五月といえどもまだ少し肌寒い。
その日体育館に集まったのは相当なギャラリーだと思う。
試合前に体育館裏に呼び出された。
勿論天野と藍田に。
北さんに見つからないようにそそくさと体育館を出た。
双子が俺を見ている気がしたけどそれは無視しておいた。

体育館裏に行くとダメージジーンズにジャケットを羽織った女がいた。
キャスケットを被っているからあまり顔は見えないが、多分天野だ。
黒いヒールを履いているからいつも以上に背が高い。
他に人がいないから天野だと思えるが、人混みに紛れたらわからないかもしれないぐらいには自信がない。
初見でモデル…?と思ったことは誰にも言わないでおこう。

「…天野?」
「角名!遅いよ〜」
「ごめんごめん。藍田は?」
「あいつトイレ行きやがったタイミング悪いあとでしばく」

こいつってこんなにスタイルよかったっけ…?
毎日見てても気付かないもんだな。
キャスケットの下からはおもっくそ不機嫌な顔が見えた。
その表情はいつもふざけているときと変わりはない。
ほらこれ、とでかい袋を手渡された。

「10秒チャージのやつじゃん」
「5秒でチャージしな」
「無茶言うな」

結構重いぞこれ。
二人でこんなに買って来てくれるとは、意外と気が利くな。

「コレ渡しに来ただけだから。
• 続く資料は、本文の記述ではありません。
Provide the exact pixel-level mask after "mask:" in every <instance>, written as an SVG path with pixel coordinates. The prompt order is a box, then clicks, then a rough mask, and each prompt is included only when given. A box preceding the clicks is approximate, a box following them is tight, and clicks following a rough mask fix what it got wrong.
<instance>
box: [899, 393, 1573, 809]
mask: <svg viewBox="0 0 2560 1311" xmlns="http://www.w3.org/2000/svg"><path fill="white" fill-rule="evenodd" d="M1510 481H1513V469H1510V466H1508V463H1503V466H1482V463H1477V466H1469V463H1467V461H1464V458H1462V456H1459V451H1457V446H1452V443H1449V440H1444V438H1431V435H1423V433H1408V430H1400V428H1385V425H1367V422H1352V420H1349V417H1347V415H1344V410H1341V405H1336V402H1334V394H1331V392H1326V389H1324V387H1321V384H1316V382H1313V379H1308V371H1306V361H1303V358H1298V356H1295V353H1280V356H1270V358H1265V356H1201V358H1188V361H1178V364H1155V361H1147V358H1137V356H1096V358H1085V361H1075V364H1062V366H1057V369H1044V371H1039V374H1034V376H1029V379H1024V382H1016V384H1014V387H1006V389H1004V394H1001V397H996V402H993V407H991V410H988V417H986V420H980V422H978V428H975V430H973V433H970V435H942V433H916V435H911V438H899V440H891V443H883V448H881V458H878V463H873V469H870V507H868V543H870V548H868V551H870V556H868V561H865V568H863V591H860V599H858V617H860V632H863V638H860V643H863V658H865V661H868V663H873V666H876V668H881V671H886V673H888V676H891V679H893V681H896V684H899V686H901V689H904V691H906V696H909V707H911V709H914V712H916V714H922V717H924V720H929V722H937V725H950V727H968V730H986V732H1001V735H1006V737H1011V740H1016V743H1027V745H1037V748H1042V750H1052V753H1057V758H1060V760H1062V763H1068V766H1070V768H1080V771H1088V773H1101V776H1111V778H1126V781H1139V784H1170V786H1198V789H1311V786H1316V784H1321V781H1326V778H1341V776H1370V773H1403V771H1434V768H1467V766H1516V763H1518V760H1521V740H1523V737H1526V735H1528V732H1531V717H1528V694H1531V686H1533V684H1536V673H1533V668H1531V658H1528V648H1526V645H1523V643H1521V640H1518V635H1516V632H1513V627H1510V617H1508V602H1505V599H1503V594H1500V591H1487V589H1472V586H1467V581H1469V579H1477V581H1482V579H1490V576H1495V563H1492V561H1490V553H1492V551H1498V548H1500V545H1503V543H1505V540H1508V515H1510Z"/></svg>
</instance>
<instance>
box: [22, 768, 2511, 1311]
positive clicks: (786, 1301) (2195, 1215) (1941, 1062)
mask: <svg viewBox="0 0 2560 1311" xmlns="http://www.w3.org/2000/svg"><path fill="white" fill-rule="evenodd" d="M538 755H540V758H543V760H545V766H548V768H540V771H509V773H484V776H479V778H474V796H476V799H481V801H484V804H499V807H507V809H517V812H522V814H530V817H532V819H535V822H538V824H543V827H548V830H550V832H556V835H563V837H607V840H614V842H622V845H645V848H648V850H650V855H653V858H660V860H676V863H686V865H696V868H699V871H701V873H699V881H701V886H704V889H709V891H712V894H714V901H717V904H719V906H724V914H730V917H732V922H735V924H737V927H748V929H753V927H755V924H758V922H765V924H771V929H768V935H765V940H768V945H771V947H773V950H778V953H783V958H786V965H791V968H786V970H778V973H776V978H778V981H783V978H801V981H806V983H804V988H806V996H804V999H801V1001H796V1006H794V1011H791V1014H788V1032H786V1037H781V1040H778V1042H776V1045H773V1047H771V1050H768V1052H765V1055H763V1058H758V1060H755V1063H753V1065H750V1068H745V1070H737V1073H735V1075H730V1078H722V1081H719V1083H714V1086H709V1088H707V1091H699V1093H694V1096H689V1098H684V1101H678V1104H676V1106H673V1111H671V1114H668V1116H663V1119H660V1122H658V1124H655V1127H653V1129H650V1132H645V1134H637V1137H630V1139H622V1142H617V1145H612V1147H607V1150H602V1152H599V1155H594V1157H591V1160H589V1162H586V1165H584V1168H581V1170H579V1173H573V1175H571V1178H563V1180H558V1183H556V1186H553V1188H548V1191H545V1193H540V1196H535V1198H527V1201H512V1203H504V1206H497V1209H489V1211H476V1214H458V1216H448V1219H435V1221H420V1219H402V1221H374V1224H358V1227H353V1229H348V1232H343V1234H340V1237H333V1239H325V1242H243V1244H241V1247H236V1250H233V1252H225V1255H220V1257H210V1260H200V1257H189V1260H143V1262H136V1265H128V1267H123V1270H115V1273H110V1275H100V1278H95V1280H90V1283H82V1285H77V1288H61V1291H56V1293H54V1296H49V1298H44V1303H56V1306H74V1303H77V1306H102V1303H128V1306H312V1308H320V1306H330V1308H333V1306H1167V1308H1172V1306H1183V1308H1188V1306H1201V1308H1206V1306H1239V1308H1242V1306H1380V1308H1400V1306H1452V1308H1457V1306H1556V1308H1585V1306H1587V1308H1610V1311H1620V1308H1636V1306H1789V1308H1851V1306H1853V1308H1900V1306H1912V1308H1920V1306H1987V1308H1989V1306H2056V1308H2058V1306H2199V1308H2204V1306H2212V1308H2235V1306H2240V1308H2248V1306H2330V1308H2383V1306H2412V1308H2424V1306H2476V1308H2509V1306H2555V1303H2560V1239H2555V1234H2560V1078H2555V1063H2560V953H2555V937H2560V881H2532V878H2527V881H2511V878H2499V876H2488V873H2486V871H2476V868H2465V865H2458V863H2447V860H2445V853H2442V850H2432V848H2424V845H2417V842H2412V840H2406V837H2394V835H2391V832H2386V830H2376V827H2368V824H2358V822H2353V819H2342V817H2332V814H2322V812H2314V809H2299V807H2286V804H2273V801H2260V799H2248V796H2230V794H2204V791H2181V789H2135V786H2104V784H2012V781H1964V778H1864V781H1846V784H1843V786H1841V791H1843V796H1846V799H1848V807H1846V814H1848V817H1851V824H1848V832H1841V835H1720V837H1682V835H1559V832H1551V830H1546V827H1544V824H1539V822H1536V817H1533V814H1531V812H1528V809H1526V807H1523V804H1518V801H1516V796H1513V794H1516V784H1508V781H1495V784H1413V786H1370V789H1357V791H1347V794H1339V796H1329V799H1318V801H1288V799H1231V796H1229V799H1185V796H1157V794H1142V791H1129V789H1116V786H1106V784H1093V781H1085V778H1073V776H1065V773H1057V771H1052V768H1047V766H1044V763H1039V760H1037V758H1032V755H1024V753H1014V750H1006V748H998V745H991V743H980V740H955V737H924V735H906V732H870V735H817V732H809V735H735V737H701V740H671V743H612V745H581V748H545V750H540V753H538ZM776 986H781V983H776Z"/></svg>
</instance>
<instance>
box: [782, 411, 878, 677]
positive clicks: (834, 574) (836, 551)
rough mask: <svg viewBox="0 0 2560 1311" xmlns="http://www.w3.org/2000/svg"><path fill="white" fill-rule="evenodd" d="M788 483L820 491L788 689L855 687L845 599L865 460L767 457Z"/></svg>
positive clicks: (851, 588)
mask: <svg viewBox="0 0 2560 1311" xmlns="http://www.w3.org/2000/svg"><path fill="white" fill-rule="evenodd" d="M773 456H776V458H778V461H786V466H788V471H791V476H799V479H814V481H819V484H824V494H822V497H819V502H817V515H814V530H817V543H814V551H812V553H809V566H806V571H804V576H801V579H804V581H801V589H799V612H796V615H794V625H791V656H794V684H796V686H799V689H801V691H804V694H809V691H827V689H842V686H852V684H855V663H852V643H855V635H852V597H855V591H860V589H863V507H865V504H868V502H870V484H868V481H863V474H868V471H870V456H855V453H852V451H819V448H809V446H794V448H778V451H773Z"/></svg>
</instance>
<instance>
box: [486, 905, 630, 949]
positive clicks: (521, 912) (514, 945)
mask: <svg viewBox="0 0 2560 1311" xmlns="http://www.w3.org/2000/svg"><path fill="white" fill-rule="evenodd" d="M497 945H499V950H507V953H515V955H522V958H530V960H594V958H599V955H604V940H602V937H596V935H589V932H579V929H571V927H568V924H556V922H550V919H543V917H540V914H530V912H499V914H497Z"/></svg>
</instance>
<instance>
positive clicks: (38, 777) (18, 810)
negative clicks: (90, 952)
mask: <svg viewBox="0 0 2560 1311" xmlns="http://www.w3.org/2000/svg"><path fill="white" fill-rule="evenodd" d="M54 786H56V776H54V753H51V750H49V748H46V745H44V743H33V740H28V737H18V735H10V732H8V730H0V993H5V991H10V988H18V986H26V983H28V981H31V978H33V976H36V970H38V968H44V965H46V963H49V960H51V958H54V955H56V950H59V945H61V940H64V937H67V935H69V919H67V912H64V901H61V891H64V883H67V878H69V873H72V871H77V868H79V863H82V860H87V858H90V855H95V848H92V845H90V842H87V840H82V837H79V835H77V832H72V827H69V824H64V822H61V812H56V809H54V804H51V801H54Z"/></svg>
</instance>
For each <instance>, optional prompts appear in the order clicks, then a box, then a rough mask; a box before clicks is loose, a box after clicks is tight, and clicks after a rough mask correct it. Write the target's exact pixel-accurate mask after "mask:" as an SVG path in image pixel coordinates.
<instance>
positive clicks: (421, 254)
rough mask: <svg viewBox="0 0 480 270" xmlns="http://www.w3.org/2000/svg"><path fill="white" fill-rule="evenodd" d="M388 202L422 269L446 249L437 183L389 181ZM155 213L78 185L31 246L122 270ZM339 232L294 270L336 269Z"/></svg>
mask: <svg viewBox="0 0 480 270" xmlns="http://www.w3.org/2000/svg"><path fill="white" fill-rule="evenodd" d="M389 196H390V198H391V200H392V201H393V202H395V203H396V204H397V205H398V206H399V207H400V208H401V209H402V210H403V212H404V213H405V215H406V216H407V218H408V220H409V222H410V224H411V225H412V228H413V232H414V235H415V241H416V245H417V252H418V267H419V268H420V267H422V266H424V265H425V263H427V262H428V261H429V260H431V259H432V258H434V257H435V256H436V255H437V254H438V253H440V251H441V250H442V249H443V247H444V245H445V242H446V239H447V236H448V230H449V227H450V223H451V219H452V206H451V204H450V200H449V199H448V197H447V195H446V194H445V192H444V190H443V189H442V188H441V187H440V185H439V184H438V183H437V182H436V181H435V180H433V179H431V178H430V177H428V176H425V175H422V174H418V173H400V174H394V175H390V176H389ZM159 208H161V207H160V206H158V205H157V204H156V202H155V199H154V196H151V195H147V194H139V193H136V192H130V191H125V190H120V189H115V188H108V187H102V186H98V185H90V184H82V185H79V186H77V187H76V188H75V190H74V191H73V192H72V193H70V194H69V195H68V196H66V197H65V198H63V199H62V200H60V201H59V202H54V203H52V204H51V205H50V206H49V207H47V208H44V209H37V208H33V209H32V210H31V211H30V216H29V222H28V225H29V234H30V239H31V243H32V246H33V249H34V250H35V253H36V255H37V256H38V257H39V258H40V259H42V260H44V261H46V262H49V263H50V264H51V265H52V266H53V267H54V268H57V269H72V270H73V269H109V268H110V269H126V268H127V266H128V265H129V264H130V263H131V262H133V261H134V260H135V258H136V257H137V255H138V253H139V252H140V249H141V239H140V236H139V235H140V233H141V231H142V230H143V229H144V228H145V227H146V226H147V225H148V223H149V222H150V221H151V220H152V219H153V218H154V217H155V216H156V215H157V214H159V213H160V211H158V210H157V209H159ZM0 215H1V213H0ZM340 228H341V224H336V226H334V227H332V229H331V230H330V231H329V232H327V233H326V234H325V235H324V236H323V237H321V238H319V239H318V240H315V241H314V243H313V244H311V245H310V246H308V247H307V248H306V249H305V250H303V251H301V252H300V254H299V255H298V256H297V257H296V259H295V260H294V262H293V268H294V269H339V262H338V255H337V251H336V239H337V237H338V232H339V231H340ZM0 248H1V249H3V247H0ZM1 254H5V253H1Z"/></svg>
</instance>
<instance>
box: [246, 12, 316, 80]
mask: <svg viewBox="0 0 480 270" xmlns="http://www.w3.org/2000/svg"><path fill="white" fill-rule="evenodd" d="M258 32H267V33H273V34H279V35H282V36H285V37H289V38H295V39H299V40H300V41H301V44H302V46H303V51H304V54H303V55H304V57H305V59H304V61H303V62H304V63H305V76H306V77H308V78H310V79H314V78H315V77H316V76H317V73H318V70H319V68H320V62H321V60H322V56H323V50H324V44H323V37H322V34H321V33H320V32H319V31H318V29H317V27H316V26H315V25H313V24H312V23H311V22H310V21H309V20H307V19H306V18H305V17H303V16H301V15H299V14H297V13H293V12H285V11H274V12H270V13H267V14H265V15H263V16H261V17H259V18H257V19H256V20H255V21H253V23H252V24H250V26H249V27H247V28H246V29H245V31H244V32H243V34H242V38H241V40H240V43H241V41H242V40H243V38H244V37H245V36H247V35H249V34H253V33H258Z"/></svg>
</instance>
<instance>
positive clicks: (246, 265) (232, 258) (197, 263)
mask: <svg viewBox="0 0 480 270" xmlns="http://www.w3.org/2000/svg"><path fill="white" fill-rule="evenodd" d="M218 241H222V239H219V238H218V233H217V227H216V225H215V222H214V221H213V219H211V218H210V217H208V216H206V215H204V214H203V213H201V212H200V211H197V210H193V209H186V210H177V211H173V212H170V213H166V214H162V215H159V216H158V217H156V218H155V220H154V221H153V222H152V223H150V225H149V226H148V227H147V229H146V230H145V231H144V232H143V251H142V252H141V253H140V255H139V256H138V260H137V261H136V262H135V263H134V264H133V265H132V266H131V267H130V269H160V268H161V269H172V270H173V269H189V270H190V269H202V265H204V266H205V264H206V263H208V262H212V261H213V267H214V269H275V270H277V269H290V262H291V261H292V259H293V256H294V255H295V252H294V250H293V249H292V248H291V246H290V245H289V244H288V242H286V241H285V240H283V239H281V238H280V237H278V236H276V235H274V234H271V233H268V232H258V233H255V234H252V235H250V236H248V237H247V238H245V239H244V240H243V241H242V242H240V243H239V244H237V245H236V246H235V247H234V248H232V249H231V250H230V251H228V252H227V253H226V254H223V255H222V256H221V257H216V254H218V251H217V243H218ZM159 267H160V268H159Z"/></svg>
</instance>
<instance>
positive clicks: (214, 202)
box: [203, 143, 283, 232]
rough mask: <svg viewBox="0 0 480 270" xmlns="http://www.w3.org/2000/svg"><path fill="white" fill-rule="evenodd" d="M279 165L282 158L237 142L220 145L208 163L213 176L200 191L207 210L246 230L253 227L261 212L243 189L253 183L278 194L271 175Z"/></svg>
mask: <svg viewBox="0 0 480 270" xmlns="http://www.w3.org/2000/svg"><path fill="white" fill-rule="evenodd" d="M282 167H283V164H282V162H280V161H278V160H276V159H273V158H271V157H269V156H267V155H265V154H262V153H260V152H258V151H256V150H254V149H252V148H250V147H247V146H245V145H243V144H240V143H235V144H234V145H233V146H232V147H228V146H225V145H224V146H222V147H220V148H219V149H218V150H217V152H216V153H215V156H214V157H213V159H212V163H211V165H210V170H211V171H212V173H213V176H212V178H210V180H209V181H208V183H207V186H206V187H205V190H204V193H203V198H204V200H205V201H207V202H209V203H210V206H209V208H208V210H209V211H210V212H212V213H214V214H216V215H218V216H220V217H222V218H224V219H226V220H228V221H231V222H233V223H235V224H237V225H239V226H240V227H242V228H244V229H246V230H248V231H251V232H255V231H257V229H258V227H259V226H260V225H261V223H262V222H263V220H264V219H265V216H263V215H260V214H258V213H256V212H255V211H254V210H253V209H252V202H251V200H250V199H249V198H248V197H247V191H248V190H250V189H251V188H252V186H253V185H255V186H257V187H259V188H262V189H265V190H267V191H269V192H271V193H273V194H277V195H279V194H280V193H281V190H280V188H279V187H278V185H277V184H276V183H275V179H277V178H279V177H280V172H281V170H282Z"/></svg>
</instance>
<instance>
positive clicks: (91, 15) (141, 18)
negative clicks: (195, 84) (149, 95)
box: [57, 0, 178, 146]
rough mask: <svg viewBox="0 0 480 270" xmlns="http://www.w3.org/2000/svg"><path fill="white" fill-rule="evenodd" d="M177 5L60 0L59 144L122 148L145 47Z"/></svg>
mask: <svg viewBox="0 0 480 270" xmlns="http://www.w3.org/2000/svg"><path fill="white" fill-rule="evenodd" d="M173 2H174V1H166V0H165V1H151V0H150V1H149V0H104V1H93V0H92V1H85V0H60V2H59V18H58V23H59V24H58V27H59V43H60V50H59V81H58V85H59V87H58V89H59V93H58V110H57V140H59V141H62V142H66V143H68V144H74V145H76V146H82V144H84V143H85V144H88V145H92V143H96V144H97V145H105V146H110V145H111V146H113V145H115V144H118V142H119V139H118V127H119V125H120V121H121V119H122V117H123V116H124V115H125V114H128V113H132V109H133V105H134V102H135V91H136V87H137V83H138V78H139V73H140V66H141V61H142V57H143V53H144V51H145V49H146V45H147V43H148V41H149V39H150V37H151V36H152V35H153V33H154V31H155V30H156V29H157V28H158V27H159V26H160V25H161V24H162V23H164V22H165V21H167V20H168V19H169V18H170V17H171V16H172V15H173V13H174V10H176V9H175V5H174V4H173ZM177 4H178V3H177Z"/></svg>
皆さんさんに配って下さいよ」
「ありがたく受け取ります」
「じゃあ私そこら辺から見えたら見てるから」
「そこは見ろよ」
「バレーのこともちょっと勉強してきたんだぞ!」
「偉い偉い」
「だろ〜?んじゃ頑張ってきてくれ〜」
「おー、ありがとう」

天野は親指をビシッと立てて観客席に向かって行った。
その後ろ姿を少し見送ってから俺も急いでコートに戻った。
貰った差し入れを北さんに渡すと「最初からそう言えばええのに」と言われた。






練習試合自体はそつなく圧勝して終わった。
途中で天野と藍田が手を振って来たから無反応でいると怒っているのが見えた。

「角名って天野さんと藍田と仲ええんやな」
「…何で?」
「手ぇ振られてたやん!」
「あーまあまあ仲いいんじゃない」
「藍田はたまに絡むけど天野さんは大人しいから絡んだことないなあ」

いや、あいつ全然大人しくはない。
静かにボケて冷静にツッコむタイプの人間だ。
しかもあいつ試合中に10秒チャージを落としかけた俺の真似を藍田に披露して立てないぐらいに爆笑させてた。

しかしあいつのスタイルの良さには高校入って一番驚いた。
制服じゃあスカート長いし、ジャージも大体長ズボンにだるいTシャツだから分からなかった。
侑が天野と藍田について質問攻めにしてくるが、俺はそんな大層なことを知っている訳じゃない…
北さんが「角名の恋路を邪魔するつもりか?」と言っていたが俺達はそう言う関係じゃない。


「あ!久世蘭ちゃんや!」

双子と銀島で帰っていると侑が斜め上を向いてそう叫んだ。
釣られて同じ方向を向くと有名な清涼飲料水の宣伝が目に入った。
軽く水に濡れた久世蘭がこっちを向いて微笑んでいた。
特徴とも言えるヘーゼル色の瞳と左の涙黒子が綺麗に写っていた。
久世蘭は俺達の世代では知らない人がいないほどの女子高生モデルで、女優だった。
多分俺達みたいなふつーの高校生には想像もつかないような生活を送っているんだろう。